9. When an assessee moves the Commissioner in a revision petition under section 264 of the Act, within a period of one year from the date the order was communicated to him or the date on which he otherwise came to know of it, whichever is earlier, an unduly long and generous period with a still more generous provision for condonation of delay, the Commissioner is bound to entertain and examine the grievance made by an assessee if the same is filed within time and is not barred under sub-section (4) of that section. In cases of delay and condonation, if any sought, the Commissioner is bound to deal with that also judicially and legally. When once the Commissioner entertains and disposes of a revision petition of an assessee on merits and then that person approaches this court under article 226 of the Constitution, a fortiori this court is bound to examine and decide the same as required by that article and not otherwise. After all, this court cannot tell an assessee that it will not exercise its jurisdiction under article 226 of the Constitution solely on the ground that he had approached the Commissioner in a revision under section 264 of the Act. Any such attempt by this court will be a clear abdication of the duty enjoined on it by the Constitution.

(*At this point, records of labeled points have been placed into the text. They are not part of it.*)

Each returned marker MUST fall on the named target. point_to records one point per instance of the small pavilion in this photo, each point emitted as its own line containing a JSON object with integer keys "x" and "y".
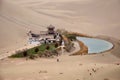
{"x": 51, "y": 29}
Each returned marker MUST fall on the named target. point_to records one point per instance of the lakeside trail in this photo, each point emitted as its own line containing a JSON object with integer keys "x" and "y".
{"x": 104, "y": 66}
{"x": 83, "y": 16}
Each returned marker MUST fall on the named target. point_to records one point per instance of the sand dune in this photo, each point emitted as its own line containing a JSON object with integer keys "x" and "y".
{"x": 92, "y": 17}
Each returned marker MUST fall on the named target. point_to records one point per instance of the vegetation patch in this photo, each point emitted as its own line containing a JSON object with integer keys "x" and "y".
{"x": 31, "y": 53}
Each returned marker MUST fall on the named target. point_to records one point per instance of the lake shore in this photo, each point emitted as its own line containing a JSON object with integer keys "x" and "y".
{"x": 76, "y": 67}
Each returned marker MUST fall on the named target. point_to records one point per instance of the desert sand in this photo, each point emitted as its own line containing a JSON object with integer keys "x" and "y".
{"x": 92, "y": 17}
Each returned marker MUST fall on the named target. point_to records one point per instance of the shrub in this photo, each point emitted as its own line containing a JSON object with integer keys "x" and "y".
{"x": 71, "y": 37}
{"x": 47, "y": 47}
{"x": 32, "y": 56}
{"x": 36, "y": 49}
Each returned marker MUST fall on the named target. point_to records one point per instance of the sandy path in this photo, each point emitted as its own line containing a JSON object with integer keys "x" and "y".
{"x": 88, "y": 67}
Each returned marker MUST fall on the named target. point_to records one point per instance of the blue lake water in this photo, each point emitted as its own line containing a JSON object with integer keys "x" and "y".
{"x": 96, "y": 45}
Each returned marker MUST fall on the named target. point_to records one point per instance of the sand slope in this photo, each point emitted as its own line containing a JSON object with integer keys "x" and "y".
{"x": 93, "y": 17}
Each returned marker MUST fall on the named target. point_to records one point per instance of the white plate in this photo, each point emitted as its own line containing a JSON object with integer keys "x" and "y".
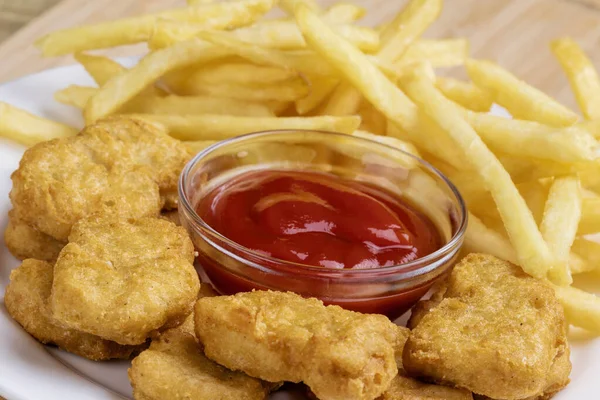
{"x": 29, "y": 371}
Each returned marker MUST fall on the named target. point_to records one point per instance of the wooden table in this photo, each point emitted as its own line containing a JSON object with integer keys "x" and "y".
{"x": 513, "y": 32}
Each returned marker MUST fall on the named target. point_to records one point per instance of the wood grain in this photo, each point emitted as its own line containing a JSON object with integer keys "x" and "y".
{"x": 513, "y": 32}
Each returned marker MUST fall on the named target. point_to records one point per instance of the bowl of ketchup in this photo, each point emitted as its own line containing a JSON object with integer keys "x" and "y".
{"x": 348, "y": 220}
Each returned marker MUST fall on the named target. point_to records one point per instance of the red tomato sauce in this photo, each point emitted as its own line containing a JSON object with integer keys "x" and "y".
{"x": 319, "y": 219}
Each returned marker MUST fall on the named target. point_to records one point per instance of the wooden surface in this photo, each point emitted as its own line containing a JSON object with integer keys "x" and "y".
{"x": 513, "y": 32}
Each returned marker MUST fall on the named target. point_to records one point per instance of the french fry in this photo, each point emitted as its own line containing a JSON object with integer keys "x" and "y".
{"x": 239, "y": 73}
{"x": 559, "y": 225}
{"x": 481, "y": 239}
{"x": 465, "y": 94}
{"x": 371, "y": 119}
{"x": 196, "y": 147}
{"x": 439, "y": 53}
{"x": 100, "y": 68}
{"x": 590, "y": 217}
{"x": 29, "y": 129}
{"x": 582, "y": 75}
{"x": 285, "y": 35}
{"x": 218, "y": 127}
{"x": 138, "y": 29}
{"x": 122, "y": 88}
{"x": 521, "y": 138}
{"x": 320, "y": 89}
{"x": 589, "y": 251}
{"x": 532, "y": 251}
{"x": 407, "y": 27}
{"x": 375, "y": 86}
{"x": 582, "y": 309}
{"x": 289, "y": 91}
{"x": 344, "y": 13}
{"x": 519, "y": 98}
{"x": 300, "y": 61}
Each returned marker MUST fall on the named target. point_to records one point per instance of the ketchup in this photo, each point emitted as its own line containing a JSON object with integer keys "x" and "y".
{"x": 318, "y": 219}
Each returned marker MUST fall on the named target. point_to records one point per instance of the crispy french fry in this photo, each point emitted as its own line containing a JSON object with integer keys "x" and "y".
{"x": 344, "y": 13}
{"x": 481, "y": 239}
{"x": 194, "y": 147}
{"x": 407, "y": 27}
{"x": 285, "y": 35}
{"x": 100, "y": 68}
{"x": 589, "y": 251}
{"x": 439, "y": 53}
{"x": 122, "y": 88}
{"x": 320, "y": 89}
{"x": 375, "y": 86}
{"x": 519, "y": 98}
{"x": 559, "y": 225}
{"x": 590, "y": 217}
{"x": 300, "y": 61}
{"x": 138, "y": 29}
{"x": 239, "y": 73}
{"x": 372, "y": 119}
{"x": 217, "y": 127}
{"x": 29, "y": 129}
{"x": 521, "y": 138}
{"x": 344, "y": 100}
{"x": 532, "y": 251}
{"x": 465, "y": 94}
{"x": 582, "y": 309}
{"x": 582, "y": 75}
{"x": 289, "y": 91}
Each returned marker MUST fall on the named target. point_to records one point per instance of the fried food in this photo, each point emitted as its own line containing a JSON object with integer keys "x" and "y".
{"x": 24, "y": 241}
{"x": 279, "y": 336}
{"x": 496, "y": 332}
{"x": 117, "y": 166}
{"x": 26, "y": 301}
{"x": 174, "y": 367}
{"x": 124, "y": 280}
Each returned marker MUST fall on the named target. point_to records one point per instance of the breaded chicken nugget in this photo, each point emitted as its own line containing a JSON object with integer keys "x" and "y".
{"x": 174, "y": 367}
{"x": 279, "y": 336}
{"x": 124, "y": 280}
{"x": 26, "y": 301}
{"x": 117, "y": 166}
{"x": 24, "y": 241}
{"x": 497, "y": 332}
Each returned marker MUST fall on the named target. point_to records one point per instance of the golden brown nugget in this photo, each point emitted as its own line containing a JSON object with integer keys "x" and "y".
{"x": 404, "y": 388}
{"x": 119, "y": 166}
{"x": 124, "y": 280}
{"x": 279, "y": 336}
{"x": 174, "y": 367}
{"x": 497, "y": 332}
{"x": 24, "y": 241}
{"x": 26, "y": 301}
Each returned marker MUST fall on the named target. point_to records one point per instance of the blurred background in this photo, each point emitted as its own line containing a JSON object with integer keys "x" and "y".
{"x": 515, "y": 33}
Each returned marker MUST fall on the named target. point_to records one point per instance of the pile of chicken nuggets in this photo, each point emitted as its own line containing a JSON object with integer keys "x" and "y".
{"x": 106, "y": 276}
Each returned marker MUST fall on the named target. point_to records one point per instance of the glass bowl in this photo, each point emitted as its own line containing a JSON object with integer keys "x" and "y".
{"x": 391, "y": 291}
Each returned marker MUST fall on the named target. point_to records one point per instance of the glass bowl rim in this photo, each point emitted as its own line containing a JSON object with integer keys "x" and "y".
{"x": 409, "y": 268}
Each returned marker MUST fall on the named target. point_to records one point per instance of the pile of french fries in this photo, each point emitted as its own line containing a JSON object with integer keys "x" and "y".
{"x": 216, "y": 70}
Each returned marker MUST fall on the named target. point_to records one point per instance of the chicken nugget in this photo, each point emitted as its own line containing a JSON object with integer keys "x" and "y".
{"x": 279, "y": 336}
{"x": 174, "y": 367}
{"x": 117, "y": 166}
{"x": 26, "y": 301}
{"x": 496, "y": 332}
{"x": 24, "y": 241}
{"x": 124, "y": 280}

10. On the necessity for section 263, there cannot be two opinions at all. But, on the necessity for section 264, one cannot say the same. Against an assessment order made by the Income-tax Officer, the Act provides for two appeals both on questions of fact and law and a reference to the High Court on questions of law and then an appeal by certificate to the Supreme Court. With all these generous provisions, there is hardly any justification to allow a revision also, that too with such a long period of limitation, which only enhances the work of Commissioners, the High Courts and the Supreme Court. In only humble and considered view, by deleting section 264 of the Act, nothing will be lost but everything will be gained and sooner that is done, it will be better for all. Whether that should be done or not is for Parliament to decide. But, so long as this archaic and an incongruous provision is on the statute book, this court is bound to decide the matters in accordance with law only and not otherwise. For all these reasons, I reject this contention of Sri Srinivasan.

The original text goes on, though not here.